Some friends are for life, but most accessorize your life for a time and then fade. Work and family responsibilities, as well as geographic distance, take a toll on, and often end, friendships. In a digital age, it’s easy to start a lot of friendships based on work, shared interests, or common friends. But we have bandwidth for a limited number of meaningful, lifetime friendships. I used to think you had an obligation to stay friends with people because you were friends with them when you were younger. I no longer believe this and am comfortable pruning my circle of friends (realize how bad this sounds).
A decent definition of family is “people you wouldn’t otherwise hang out with.” Sort of a club you mostly can’t or won’t get kicked out of. However, with divorce rates at 50+%, each few years you reapply for membership with your spouse. And, depending on your principles / generosity / monogamy / options, each party decides if they want to renew, recognizing there is an enormous cost for cancelling. It’s a club that often may seem not worth the fees, but raising children without a partner is a bit like seeing Angkor Wat solo — great, but just not the same as with someone you care about. Raising me separately was much harder for my mom and a lot less rewarding for my dad. There is wonder, every day, in the little things your kids do. These little things are exponentially more rewarding shared with others who are also hopelessly fascinated with them.
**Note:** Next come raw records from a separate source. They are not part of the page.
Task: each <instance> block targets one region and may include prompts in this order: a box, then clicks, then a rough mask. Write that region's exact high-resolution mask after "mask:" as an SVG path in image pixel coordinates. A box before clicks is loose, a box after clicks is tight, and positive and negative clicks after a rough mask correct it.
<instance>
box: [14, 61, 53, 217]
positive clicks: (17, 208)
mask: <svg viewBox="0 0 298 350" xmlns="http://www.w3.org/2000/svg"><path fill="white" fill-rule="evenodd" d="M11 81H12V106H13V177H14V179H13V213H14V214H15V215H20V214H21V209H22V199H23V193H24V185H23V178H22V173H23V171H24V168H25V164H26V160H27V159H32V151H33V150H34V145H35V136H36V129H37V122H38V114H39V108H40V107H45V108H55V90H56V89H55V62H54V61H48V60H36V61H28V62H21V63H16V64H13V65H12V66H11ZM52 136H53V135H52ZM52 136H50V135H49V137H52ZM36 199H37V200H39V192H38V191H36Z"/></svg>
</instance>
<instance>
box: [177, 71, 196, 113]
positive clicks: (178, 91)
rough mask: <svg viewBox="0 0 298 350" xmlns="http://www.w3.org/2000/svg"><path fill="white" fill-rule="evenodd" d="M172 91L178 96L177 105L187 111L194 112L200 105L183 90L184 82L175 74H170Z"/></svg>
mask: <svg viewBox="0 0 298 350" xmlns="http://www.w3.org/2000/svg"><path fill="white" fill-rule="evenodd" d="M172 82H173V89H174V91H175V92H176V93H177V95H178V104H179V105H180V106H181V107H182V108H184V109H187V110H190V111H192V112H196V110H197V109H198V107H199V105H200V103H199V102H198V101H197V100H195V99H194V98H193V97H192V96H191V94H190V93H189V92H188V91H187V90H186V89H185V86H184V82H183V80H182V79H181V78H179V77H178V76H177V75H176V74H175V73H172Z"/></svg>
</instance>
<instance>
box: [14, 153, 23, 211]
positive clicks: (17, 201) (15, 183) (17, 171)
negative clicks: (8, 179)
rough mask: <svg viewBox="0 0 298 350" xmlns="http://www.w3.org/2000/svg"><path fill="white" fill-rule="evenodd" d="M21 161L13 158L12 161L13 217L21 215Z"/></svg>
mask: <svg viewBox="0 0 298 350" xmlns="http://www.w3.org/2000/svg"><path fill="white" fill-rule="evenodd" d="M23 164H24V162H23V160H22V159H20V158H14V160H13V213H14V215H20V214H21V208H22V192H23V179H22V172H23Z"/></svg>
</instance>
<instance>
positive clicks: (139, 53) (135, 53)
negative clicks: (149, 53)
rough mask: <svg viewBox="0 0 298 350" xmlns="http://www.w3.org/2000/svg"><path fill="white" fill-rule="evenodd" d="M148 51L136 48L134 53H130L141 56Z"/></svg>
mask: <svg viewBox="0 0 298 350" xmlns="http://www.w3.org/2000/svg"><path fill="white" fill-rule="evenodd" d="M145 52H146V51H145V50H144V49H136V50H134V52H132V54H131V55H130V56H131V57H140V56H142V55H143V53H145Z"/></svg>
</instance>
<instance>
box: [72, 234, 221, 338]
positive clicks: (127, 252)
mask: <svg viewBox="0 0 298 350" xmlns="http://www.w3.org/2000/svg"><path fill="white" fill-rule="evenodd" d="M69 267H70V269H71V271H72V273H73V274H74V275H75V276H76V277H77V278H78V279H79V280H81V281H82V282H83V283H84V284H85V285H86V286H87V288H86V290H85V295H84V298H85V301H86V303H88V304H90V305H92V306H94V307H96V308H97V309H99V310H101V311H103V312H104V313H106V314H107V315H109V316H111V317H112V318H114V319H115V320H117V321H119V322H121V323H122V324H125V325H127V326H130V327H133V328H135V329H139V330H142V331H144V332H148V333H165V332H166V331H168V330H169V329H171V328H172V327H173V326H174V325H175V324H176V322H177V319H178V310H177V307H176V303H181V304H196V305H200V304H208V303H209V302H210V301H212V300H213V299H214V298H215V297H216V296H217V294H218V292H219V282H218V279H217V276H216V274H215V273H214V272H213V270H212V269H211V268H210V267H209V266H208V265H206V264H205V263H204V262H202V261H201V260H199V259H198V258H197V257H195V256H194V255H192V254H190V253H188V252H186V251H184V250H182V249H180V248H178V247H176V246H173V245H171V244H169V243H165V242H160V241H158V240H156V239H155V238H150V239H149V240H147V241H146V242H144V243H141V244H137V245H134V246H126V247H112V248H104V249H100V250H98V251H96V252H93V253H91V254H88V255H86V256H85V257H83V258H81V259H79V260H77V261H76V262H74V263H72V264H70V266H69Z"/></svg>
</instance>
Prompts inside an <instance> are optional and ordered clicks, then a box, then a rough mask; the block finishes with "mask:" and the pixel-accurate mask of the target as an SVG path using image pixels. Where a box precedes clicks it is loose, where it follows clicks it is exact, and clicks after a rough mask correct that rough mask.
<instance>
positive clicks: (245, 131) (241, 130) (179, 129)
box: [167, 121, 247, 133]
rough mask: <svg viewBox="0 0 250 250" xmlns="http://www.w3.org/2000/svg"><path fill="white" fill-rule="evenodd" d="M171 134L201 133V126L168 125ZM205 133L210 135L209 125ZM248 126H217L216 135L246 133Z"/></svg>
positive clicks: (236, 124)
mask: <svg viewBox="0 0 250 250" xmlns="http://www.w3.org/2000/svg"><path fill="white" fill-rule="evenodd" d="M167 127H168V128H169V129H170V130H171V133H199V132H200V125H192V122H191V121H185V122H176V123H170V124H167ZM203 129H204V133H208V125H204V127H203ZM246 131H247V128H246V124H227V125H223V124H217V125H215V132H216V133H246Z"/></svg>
Like most teens, when I hit 17/18 I became intolerable, making separation easier for me and my mom. However, similar to a third of males in the US, several years later I moved back in — the year between Morgan Stanley and business school. It was nice: my mom would cook for me every Thursday night and listen to stories about my dates and work. I would gas up her car on weekends (something I think all moms hate) and was much better about keeping my room clean.
The only club I know I’ll be in, and accepted into, for life is with my boys. I will be hopelessly fond and accepting of them for the rest of their lives. And will trust they’ll tolerate me for the rest of mine. Most of the other groups, clubs, clans, relationships … I’m a Summer Member.